Understanding the degree of reactivity to an allergen is the most
important reason to consider a follow-on challenge. The trouble is,
you can't really tell whether a challenge will trigger worse symptoms.
It's best to challenge in a safe environment - at or near a facility
that can handle a severe reaction in a timely manner.
My oldest is hair-trigger reactive to a few foods and less reactive
to others. For some foods, his doctors won't even consider a
challenge - too risky. For other foods, they might consider a
challenge, but only as an in-patient with an IV already inserted.
Talk to your allergist about the best strategy for you.
As far as the celiac goes, there's healing (a good thing) and there's
the prospect that such healing will alter the body's reactivity to
gluten (not likely, IMO). I'm thinking that celiac is for life
(unless a treatment/cure is discovered), and that your GI tract will
always react to gluten. It may be that, once healed from prior
badness, it might take a bit of time to achieve the prior level
of damage. But why do that to yourself?
As an anecdotal sample size of 1, my wife had none of the regular GI
symptoms of celiac. She just gradually got life-threateningly anemic.

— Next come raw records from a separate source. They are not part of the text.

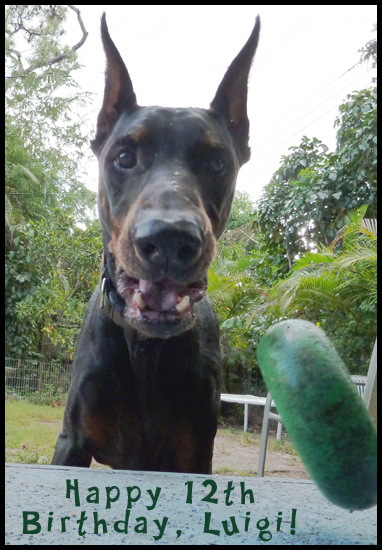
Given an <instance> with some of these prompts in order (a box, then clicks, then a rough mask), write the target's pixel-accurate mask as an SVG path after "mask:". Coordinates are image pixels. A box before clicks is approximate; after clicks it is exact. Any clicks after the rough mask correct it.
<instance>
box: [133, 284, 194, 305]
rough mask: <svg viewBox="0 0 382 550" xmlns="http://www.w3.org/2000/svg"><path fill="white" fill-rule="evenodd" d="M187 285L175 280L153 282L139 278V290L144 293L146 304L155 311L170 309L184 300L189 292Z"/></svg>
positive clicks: (144, 296)
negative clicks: (182, 283) (157, 282)
mask: <svg viewBox="0 0 382 550" xmlns="http://www.w3.org/2000/svg"><path fill="white" fill-rule="evenodd" d="M186 290H187V289H186V287H185V286H184V285H180V284H177V283H174V282H173V281H166V280H165V281H161V282H160V283H152V282H150V281H144V280H142V279H140V280H139V292H141V293H142V297H144V301H145V303H146V305H147V306H148V307H149V308H150V309H153V310H154V311H169V310H170V309H172V308H173V307H175V306H176V305H177V304H178V303H179V302H181V301H182V299H183V298H184V296H185V295H186V294H187V291H186Z"/></svg>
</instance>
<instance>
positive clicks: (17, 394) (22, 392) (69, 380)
mask: <svg viewBox="0 0 382 550" xmlns="http://www.w3.org/2000/svg"><path fill="white" fill-rule="evenodd" d="M71 369H72V365H65V364H62V363H44V362H41V361H37V360H33V359H10V358H6V359H5V399H8V400H14V401H27V402H29V403H35V404H38V405H64V404H65V401H66V396H67V393H68V390H69V385H70V376H71Z"/></svg>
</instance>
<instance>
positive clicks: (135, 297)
mask: <svg viewBox="0 0 382 550" xmlns="http://www.w3.org/2000/svg"><path fill="white" fill-rule="evenodd" d="M134 301H135V303H136V304H137V307H138V309H140V310H141V311H143V310H144V309H145V307H146V302H145V301H144V299H143V297H142V294H140V293H139V292H136V293H135V294H134Z"/></svg>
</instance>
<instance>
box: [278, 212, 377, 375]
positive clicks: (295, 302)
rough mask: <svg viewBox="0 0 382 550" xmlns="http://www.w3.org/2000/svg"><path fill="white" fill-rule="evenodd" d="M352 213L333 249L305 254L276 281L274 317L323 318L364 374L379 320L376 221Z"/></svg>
mask: <svg viewBox="0 0 382 550" xmlns="http://www.w3.org/2000/svg"><path fill="white" fill-rule="evenodd" d="M365 213H366V206H362V207H361V208H359V209H358V210H353V211H351V212H349V214H348V215H347V216H345V218H344V219H343V222H342V226H341V228H340V230H339V232H338V234H337V236H336V238H335V239H334V240H333V242H332V243H331V245H330V247H326V246H325V245H321V246H320V247H319V250H318V252H316V253H307V254H304V255H302V256H301V258H300V259H299V260H298V261H296V262H295V264H294V266H293V271H292V273H291V274H290V276H289V277H288V278H286V279H284V280H282V281H280V282H279V283H278V284H276V285H275V286H274V287H273V289H272V291H271V293H270V299H271V301H270V304H271V307H272V310H273V311H274V312H275V314H276V315H284V316H287V317H300V316H303V317H304V318H305V319H310V320H314V321H316V320H319V321H320V324H321V326H322V328H324V329H325V330H326V331H327V332H328V333H329V334H330V335H331V339H332V341H333V343H334V344H335V345H336V347H337V349H339V351H340V352H341V354H342V357H343V359H344V361H345V363H346V365H347V366H348V368H349V370H350V372H352V373H355V374H356V373H363V374H364V373H366V372H367V367H368V364H369V361H370V356H371V350H372V346H373V342H374V339H375V335H376V329H377V327H376V322H377V221H376V220H375V219H366V218H365V217H364V216H365Z"/></svg>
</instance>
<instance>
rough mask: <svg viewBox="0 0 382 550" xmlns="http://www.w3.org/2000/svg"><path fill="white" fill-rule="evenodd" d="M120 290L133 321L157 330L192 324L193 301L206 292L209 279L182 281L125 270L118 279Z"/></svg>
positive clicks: (131, 321)
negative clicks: (140, 277) (140, 278)
mask: <svg viewBox="0 0 382 550" xmlns="http://www.w3.org/2000/svg"><path fill="white" fill-rule="evenodd" d="M117 291H118V294H119V295H120V296H121V297H122V298H124V300H125V303H126V308H125V310H124V316H125V317H126V320H127V321H128V322H130V323H131V324H133V325H137V324H142V323H143V324H145V325H146V327H147V328H149V327H151V329H152V330H153V331H154V333H155V332H156V331H157V330H158V329H160V327H166V328H167V329H168V330H170V331H171V332H172V326H175V325H178V324H181V325H189V324H190V323H191V322H192V320H193V305H194V304H195V303H196V302H198V301H199V300H201V299H202V298H203V297H204V296H205V295H206V281H202V280H200V281H196V282H194V283H191V284H181V283H177V282H174V281H171V280H170V279H164V280H162V281H160V282H155V283H154V282H151V281H145V280H143V279H135V278H133V277H129V276H128V275H127V274H126V273H125V272H124V271H123V272H122V273H121V274H120V275H119V277H118V280H117Z"/></svg>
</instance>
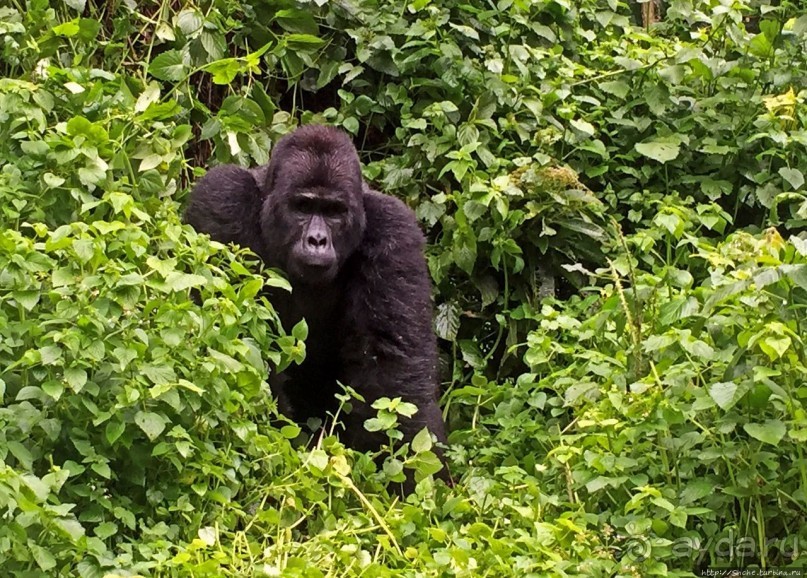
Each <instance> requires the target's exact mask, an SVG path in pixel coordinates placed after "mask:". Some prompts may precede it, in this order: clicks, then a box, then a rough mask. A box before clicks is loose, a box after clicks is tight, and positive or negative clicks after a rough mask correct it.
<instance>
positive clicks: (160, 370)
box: [140, 364, 177, 385]
mask: <svg viewBox="0 0 807 578" xmlns="http://www.w3.org/2000/svg"><path fill="white" fill-rule="evenodd" d="M140 371H142V372H143V375H145V376H146V377H148V378H149V379H150V380H151V382H152V383H154V385H162V384H165V383H173V382H175V381H176V380H177V375H176V373H175V372H174V369H173V368H172V367H171V366H170V365H164V364H163V365H144V366H143V367H141V368H140Z"/></svg>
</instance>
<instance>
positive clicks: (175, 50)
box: [148, 50, 188, 82]
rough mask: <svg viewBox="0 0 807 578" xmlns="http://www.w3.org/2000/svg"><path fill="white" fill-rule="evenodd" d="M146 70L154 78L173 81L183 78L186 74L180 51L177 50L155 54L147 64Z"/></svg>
mask: <svg viewBox="0 0 807 578" xmlns="http://www.w3.org/2000/svg"><path fill="white" fill-rule="evenodd" d="M148 71H149V74H151V75H152V76H153V77H154V78H157V79H159V80H169V81H174V82H178V81H180V80H183V79H184V78H185V77H186V76H187V75H188V70H187V68H186V66H185V64H184V63H183V58H182V53H181V52H179V51H178V50H168V51H166V52H163V53H162V54H160V55H159V56H157V57H156V58H155V59H154V60H152V61H151V63H150V64H149V68H148Z"/></svg>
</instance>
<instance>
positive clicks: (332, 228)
mask: <svg viewBox="0 0 807 578" xmlns="http://www.w3.org/2000/svg"><path fill="white" fill-rule="evenodd" d="M313 129H316V130H313ZM323 129H324V127H303V128H301V129H299V130H297V131H295V132H294V133H292V134H291V135H289V136H287V137H285V138H283V139H281V141H280V142H279V143H278V144H277V146H276V147H275V150H274V151H273V153H272V160H271V162H270V164H269V170H268V174H267V182H266V187H265V188H266V189H267V190H268V191H269V194H268V195H267V198H266V201H265V202H264V206H263V209H262V212H261V230H262V235H263V238H264V246H265V248H266V249H265V254H266V256H267V258H268V261H269V263H270V264H271V265H273V266H277V267H280V268H282V269H284V270H285V271H286V273H288V275H289V276H290V277H291V280H292V282H293V283H302V284H305V285H310V286H322V285H326V284H329V283H331V282H333V281H334V279H336V276H337V275H338V273H339V270H340V269H341V267H342V265H343V264H344V263H345V261H346V260H347V259H348V257H350V255H351V254H353V252H354V251H355V250H356V248H357V247H358V246H359V243H360V242H361V239H362V235H363V233H364V226H365V215H364V204H363V201H362V179H361V169H360V166H359V159H358V156H357V155H356V151H355V148H354V147H353V144H352V143H351V142H350V140H349V139H348V138H347V136H346V135H345V134H344V133H342V132H341V131H337V130H327V129H326V130H323Z"/></svg>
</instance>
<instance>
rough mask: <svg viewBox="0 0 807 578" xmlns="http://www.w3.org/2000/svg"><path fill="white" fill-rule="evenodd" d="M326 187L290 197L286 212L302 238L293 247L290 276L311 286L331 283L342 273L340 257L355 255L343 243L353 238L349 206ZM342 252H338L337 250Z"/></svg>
mask: <svg viewBox="0 0 807 578" xmlns="http://www.w3.org/2000/svg"><path fill="white" fill-rule="evenodd" d="M330 192H331V191H329V190H328V189H327V188H325V187H315V188H312V189H300V190H298V191H296V192H294V193H292V194H291V195H289V197H288V204H287V207H286V211H287V212H288V215H289V216H290V217H291V220H293V221H294V230H296V231H298V232H299V233H297V234H295V235H294V236H295V237H299V238H298V239H297V241H296V242H295V243H294V245H293V246H292V247H291V250H290V254H289V259H288V263H287V268H288V269H287V272H288V274H289V275H290V276H291V277H292V278H294V279H297V280H300V281H303V282H305V283H307V284H310V285H319V284H323V283H330V282H331V281H333V279H334V278H335V277H336V274H337V273H338V272H339V266H340V264H341V263H340V259H339V258H338V254H342V255H345V254H349V253H352V250H351V248H350V247H346V246H344V243H343V242H341V241H342V240H343V239H346V238H347V237H348V235H349V230H348V227H347V226H348V222H349V220H348V216H349V215H348V211H349V209H348V206H347V204H346V203H345V202H344V201H342V199H341V197H342V196H344V195H340V194H339V193H338V192H336V194H329V193H330ZM337 249H338V250H337Z"/></svg>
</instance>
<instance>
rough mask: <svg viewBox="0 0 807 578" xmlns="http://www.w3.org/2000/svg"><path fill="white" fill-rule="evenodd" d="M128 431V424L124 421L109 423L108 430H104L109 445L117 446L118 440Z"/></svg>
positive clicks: (110, 422) (107, 423)
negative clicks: (127, 428) (116, 445)
mask: <svg viewBox="0 0 807 578" xmlns="http://www.w3.org/2000/svg"><path fill="white" fill-rule="evenodd" d="M125 430H126V424H125V423H123V422H122V421H109V422H107V424H106V429H105V430H104V435H105V436H106V441H108V442H109V445H115V442H116V441H118V438H119V437H120V436H121V435H122V434H123V432H124V431H125Z"/></svg>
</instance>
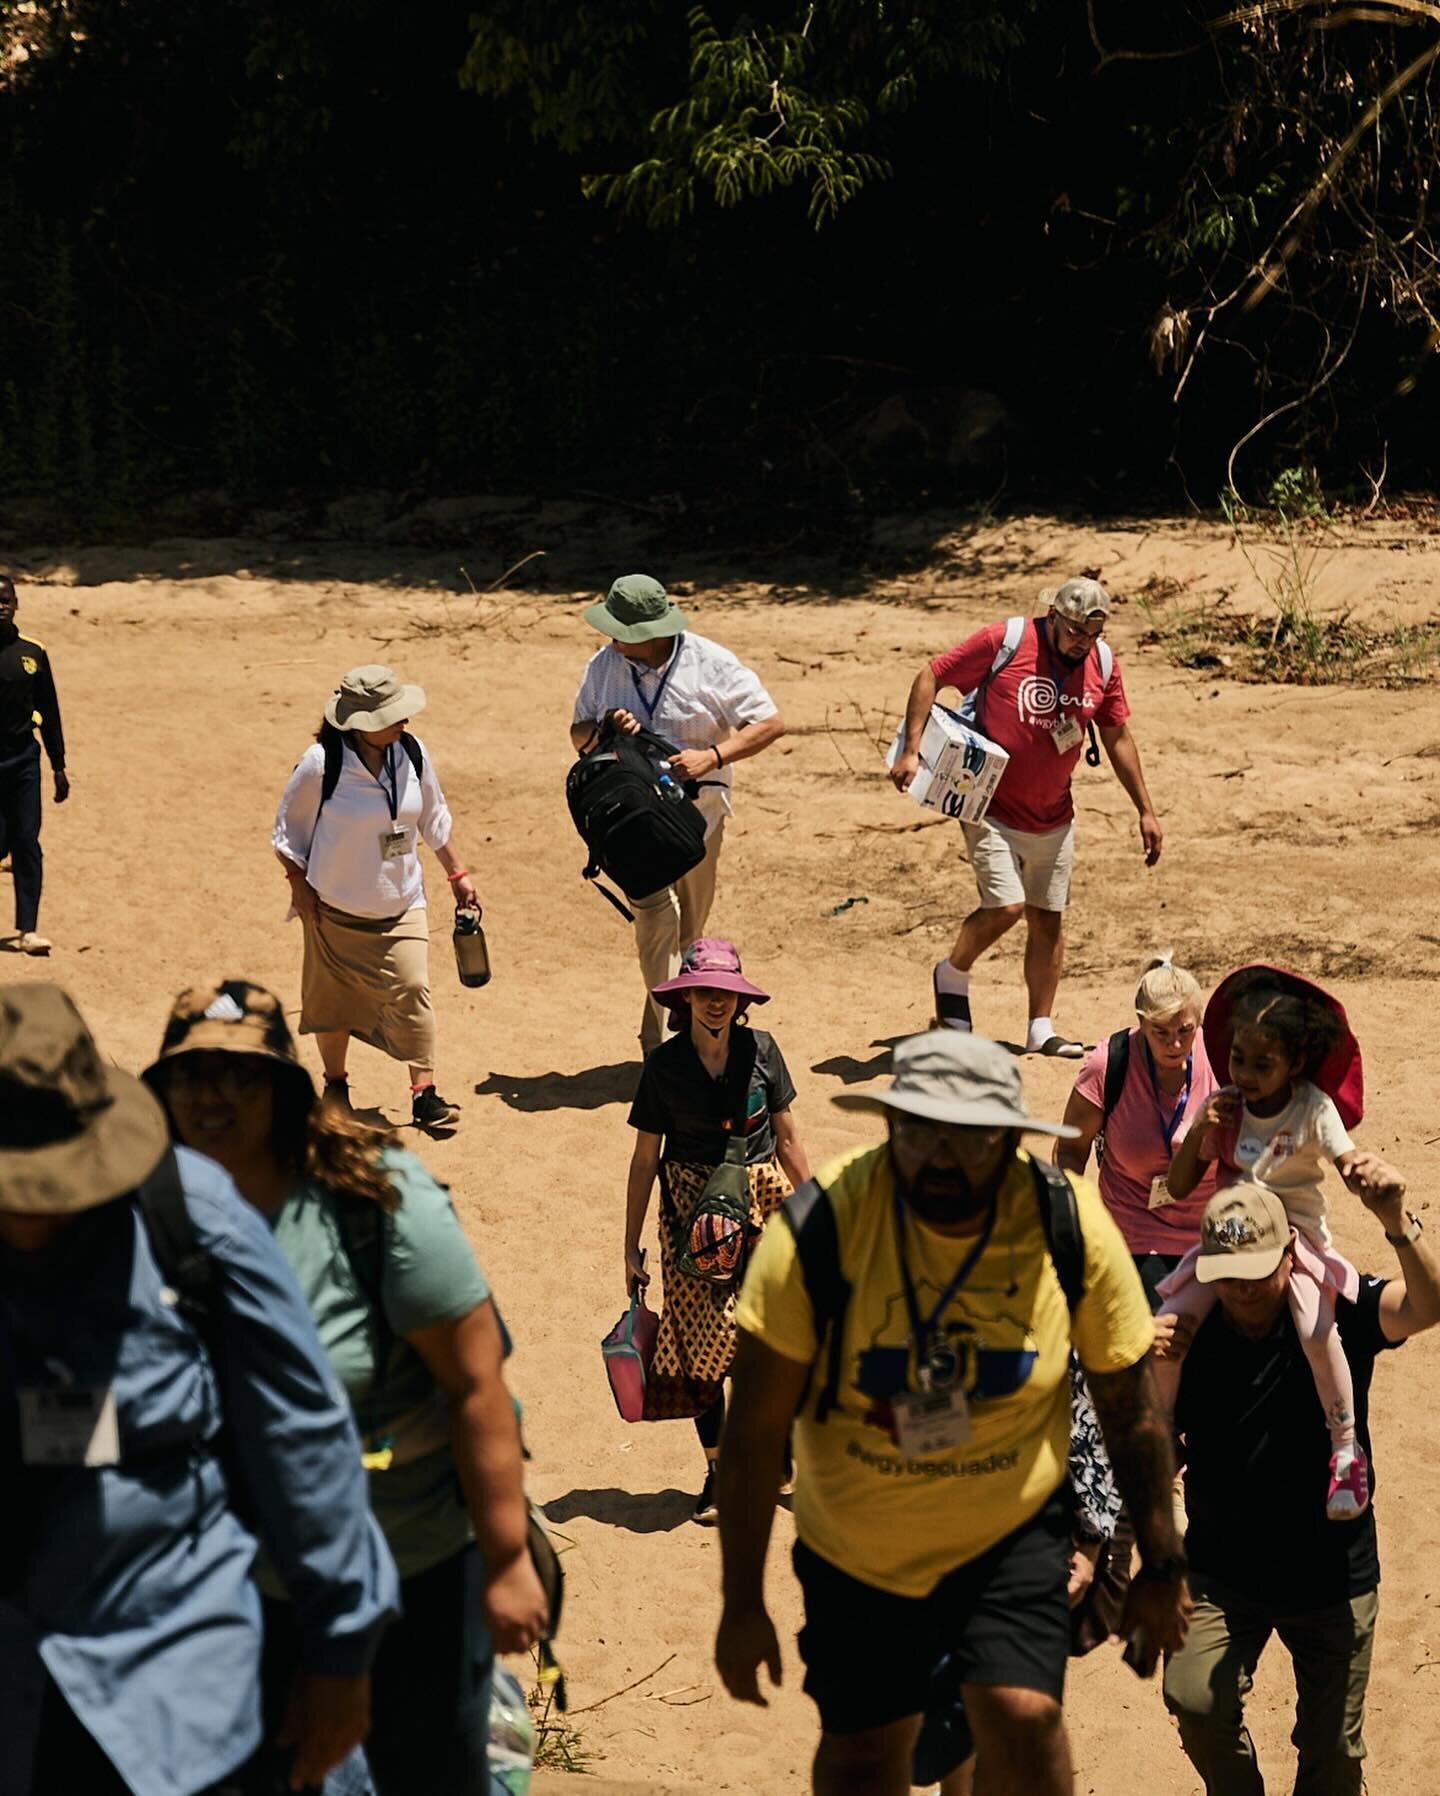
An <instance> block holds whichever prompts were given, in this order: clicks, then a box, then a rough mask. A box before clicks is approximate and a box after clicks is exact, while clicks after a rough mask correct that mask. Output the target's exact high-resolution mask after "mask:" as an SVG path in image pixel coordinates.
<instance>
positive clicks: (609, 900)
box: [580, 860, 636, 923]
mask: <svg viewBox="0 0 1440 1796" xmlns="http://www.w3.org/2000/svg"><path fill="white" fill-rule="evenodd" d="M580 878H582V880H591V882H593V884H594V889H596V891H598V893H600V896H601V898H605V900H609V903H612V905H614V907H616V911H619V914H621V916H623V918H625V921H627V923H634V920H636V912H634V911H632V909H630V907H628V905H627V903H625V900H623V898H616V894H614V893H612V891H610V887H609V885H601V884H600V864H598V862H596V860H591V862H589V866H585V867H582V869H580Z"/></svg>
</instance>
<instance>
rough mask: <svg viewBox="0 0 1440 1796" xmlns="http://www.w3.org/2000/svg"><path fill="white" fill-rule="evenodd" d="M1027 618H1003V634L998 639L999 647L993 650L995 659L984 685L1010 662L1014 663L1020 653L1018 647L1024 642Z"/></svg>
mask: <svg viewBox="0 0 1440 1796" xmlns="http://www.w3.org/2000/svg"><path fill="white" fill-rule="evenodd" d="M1027 623H1029V618H1005V634H1004V636H1002V638H1000V647H998V648H997V650H995V659H993V661H991V665H989V674H986V684H989V681H993V679H995V675H997V674H1002V672H1004V670H1005V668H1007V666H1009V665H1011V661H1014V657H1016V654H1018V652H1020V645H1022V643H1023V641H1025V625H1027Z"/></svg>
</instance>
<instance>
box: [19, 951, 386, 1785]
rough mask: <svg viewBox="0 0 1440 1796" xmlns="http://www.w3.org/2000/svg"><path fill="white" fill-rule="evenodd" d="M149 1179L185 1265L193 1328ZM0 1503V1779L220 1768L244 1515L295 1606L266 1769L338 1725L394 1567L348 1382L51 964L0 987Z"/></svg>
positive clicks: (255, 1723) (226, 1763) (144, 1772)
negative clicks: (200, 1281)
mask: <svg viewBox="0 0 1440 1796" xmlns="http://www.w3.org/2000/svg"><path fill="white" fill-rule="evenodd" d="M171 1155H174V1160H171V1158H169V1157H171ZM142 1187H144V1193H142ZM162 1187H163V1189H169V1191H171V1193H172V1194H174V1193H176V1191H178V1202H180V1203H181V1205H183V1216H185V1219H187V1228H189V1234H190V1237H192V1248H194V1250H196V1252H198V1255H199V1257H203V1259H205V1261H206V1263H208V1266H210V1268H212V1281H214V1282H212V1291H210V1299H208V1311H210V1313H208V1318H206V1322H205V1324H203V1325H198V1324H196V1322H194V1320H192V1316H190V1313H189V1309H187V1302H185V1299H183V1295H181V1291H178V1290H176V1284H180V1282H181V1281H180V1277H176V1275H172V1277H174V1284H172V1282H169V1281H167V1273H163V1272H162V1264H165V1266H169V1264H171V1261H169V1259H167V1257H165V1254H163V1252H158V1248H156V1236H154V1214H156V1212H154V1207H153V1196H154V1193H156V1191H158V1189H162ZM0 1516H4V1528H0V1739H4V1742H5V1746H4V1751H5V1771H4V1778H0V1782H4V1789H5V1791H7V1796H52V1792H66V1796H72V1792H74V1796H81V1792H83V1796H194V1792H199V1791H210V1789H214V1787H217V1785H224V1787H226V1789H233V1787H237V1785H241V1787H244V1780H246V1765H250V1764H253V1762H255V1758H257V1753H260V1751H262V1749H264V1748H262V1739H260V1735H262V1724H260V1597H259V1591H257V1589H255V1584H253V1580H251V1575H250V1573H251V1563H253V1559H255V1552H257V1539H259V1541H262V1543H264V1548H266V1552H268V1555H269V1559H271V1561H273V1563H275V1566H277V1568H278V1570H280V1573H282V1575H284V1579H285V1584H287V1588H289V1591H291V1595H293V1598H294V1607H296V1616H298V1640H300V1649H298V1672H296V1677H294V1683H293V1688H291V1699H289V1706H287V1717H285V1724H284V1728H282V1735H284V1739H282V1742H280V1744H282V1746H285V1748H289V1749H293V1751H291V1753H289V1764H287V1767H285V1774H287V1782H289V1787H291V1789H302V1787H305V1785H311V1783H318V1782H320V1780H321V1778H323V1776H325V1773H327V1771H330V1769H332V1767H334V1765H339V1764H341V1762H343V1760H345V1758H348V1755H350V1753H352V1751H354V1748H356V1746H357V1744H359V1742H361V1739H363V1737H364V1731H366V1724H368V1708H370V1679H368V1672H370V1663H372V1660H373V1654H375V1651H377V1645H379V1636H381V1631H382V1629H384V1625H386V1622H388V1620H390V1616H391V1615H393V1613H395V1607H397V1577H395V1566H393V1563H391V1557H390V1554H388V1550H386V1546H384V1541H382V1537H381V1534H379V1530H377V1527H375V1523H373V1519H372V1518H370V1505H368V1498H366V1487H364V1471H363V1469H361V1457H359V1440H357V1437H356V1428H354V1421H352V1417H350V1406H348V1403H347V1401H345V1394H343V1392H341V1390H339V1387H338V1385H336V1379H334V1378H332V1374H330V1370H329V1365H327V1361H325V1352H323V1349H321V1345H320V1340H318V1336H316V1329H314V1324H312V1320H311V1315H309V1311H307V1307H305V1302H303V1299H302V1295H300V1290H298V1288H296V1282H294V1275H293V1273H291V1270H289V1266H287V1264H285V1259H284V1255H282V1252H280V1248H278V1246H277V1245H275V1239H273V1237H271V1232H269V1228H268V1227H266V1225H264V1221H262V1218H260V1216H257V1212H255V1211H253V1209H251V1207H250V1205H248V1203H246V1202H244V1200H242V1198H241V1196H239V1193H237V1191H235V1187H233V1184H232V1180H230V1176H228V1175H226V1173H224V1171H221V1167H217V1166H214V1164H212V1162H210V1160H206V1158H203V1157H201V1155H196V1153H189V1151H187V1149H183V1148H181V1149H172V1148H171V1144H169V1131H167V1126H165V1117H163V1112H162V1108H160V1105H158V1103H156V1101H154V1097H153V1096H151V1094H149V1092H147V1090H145V1088H144V1085H142V1083H140V1081H138V1079H133V1078H129V1076H127V1074H122V1072H119V1070H115V1069H113V1067H108V1065H104V1063H102V1061H101V1056H99V1052H97V1049H95V1043H93V1040H92V1036H90V1033H88V1029H86V1026H84V1022H83V1018H81V1015H79V1011H77V1009H75V1006H74V1004H72V1000H70V999H68V995H66V993H65V991H61V990H59V988H57V986H52V984H25V986H0Z"/></svg>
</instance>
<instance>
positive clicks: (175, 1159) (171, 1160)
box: [135, 1148, 215, 1322]
mask: <svg viewBox="0 0 1440 1796" xmlns="http://www.w3.org/2000/svg"><path fill="white" fill-rule="evenodd" d="M135 1196H136V1202H138V1205H140V1216H142V1219H144V1223H145V1234H147V1236H149V1241H151V1250H153V1252H154V1261H156V1264H158V1266H160V1275H162V1277H163V1279H165V1284H169V1286H171V1290H172V1291H174V1293H176V1297H180V1302H181V1307H183V1309H185V1313H187V1315H189V1316H190V1318H192V1320H198V1322H203V1320H206V1318H208V1316H210V1309H212V1304H214V1295H215V1263H214V1259H212V1257H210V1254H208V1252H206V1248H203V1246H201V1245H199V1237H198V1236H196V1225H194V1221H192V1218H190V1211H189V1209H187V1205H185V1187H183V1185H181V1182H180V1162H178V1160H176V1155H174V1148H167V1149H165V1153H163V1155H162V1158H160V1166H156V1169H154V1171H153V1173H151V1175H149V1178H147V1180H145V1182H144V1184H142V1185H140V1189H138V1191H136V1194H135Z"/></svg>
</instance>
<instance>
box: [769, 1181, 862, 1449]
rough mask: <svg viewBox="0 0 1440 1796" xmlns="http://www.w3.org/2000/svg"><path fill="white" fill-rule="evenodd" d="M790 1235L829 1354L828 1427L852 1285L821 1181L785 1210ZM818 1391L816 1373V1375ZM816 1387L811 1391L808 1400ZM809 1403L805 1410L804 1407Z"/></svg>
mask: <svg viewBox="0 0 1440 1796" xmlns="http://www.w3.org/2000/svg"><path fill="white" fill-rule="evenodd" d="M781 1216H783V1218H785V1223H786V1227H788V1228H790V1234H792V1236H794V1237H795V1254H797V1255H799V1263H801V1273H803V1277H804V1288H806V1291H808V1293H810V1307H812V1311H813V1313H815V1340H817V1342H819V1347H821V1352H822V1354H824V1379H822V1383H821V1392H819V1395H817V1397H815V1421H817V1422H822V1421H824V1419H826V1417H828V1415H830V1412H831V1410H833V1408H835V1404H837V1403H839V1397H840V1372H842V1358H844V1334H846V1311H847V1309H849V1284H847V1281H846V1275H844V1272H840V1234H839V1230H837V1227H835V1207H833V1205H831V1202H830V1193H828V1191H826V1189H824V1185H822V1184H821V1182H819V1180H815V1178H806V1182H804V1184H803V1185H795V1189H794V1191H792V1193H790V1196H788V1198H786V1200H785V1203H783V1205H781ZM812 1385H813V1372H812ZM812 1385H808V1387H806V1397H808V1395H810V1388H812ZM804 1401H806V1399H804V1397H803V1399H801V1406H804Z"/></svg>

Now that her body has had much time to "recover," any exposure to
gluten triggers an immediate GI response for her. So I'm thinking
that the healing only applies to the damage, but not to the body's reactivity.
Anybody know of any research to support or counter my intuition on this?
Mark
At 12:28 PM 6/27/2007, you wrote:
>On Jun 27, 2007, at 11:49 AM, Alex Oren wrote:
>
>I have no plans on adding dairy to our diets, but it would be good to
>know that I don't have to be hyper-vigilant about what the children eat.
>
>I had undiagnosed celiac disease for around 30 years, plus a small
>intestinal bacterial overgrowth for heaven only knows how many
>years. This messed up my GI tract and gave me a myriad of food
>allergies and intolerances.
>Our children were diagnosed at age 4 with celiac disease so their
>bodies weren't abused by food for too long. we're wondering if a
>gluten free diet for a number of years won't allow their bodies to
>heal enough to be able to tolerate the odd bit of dairy.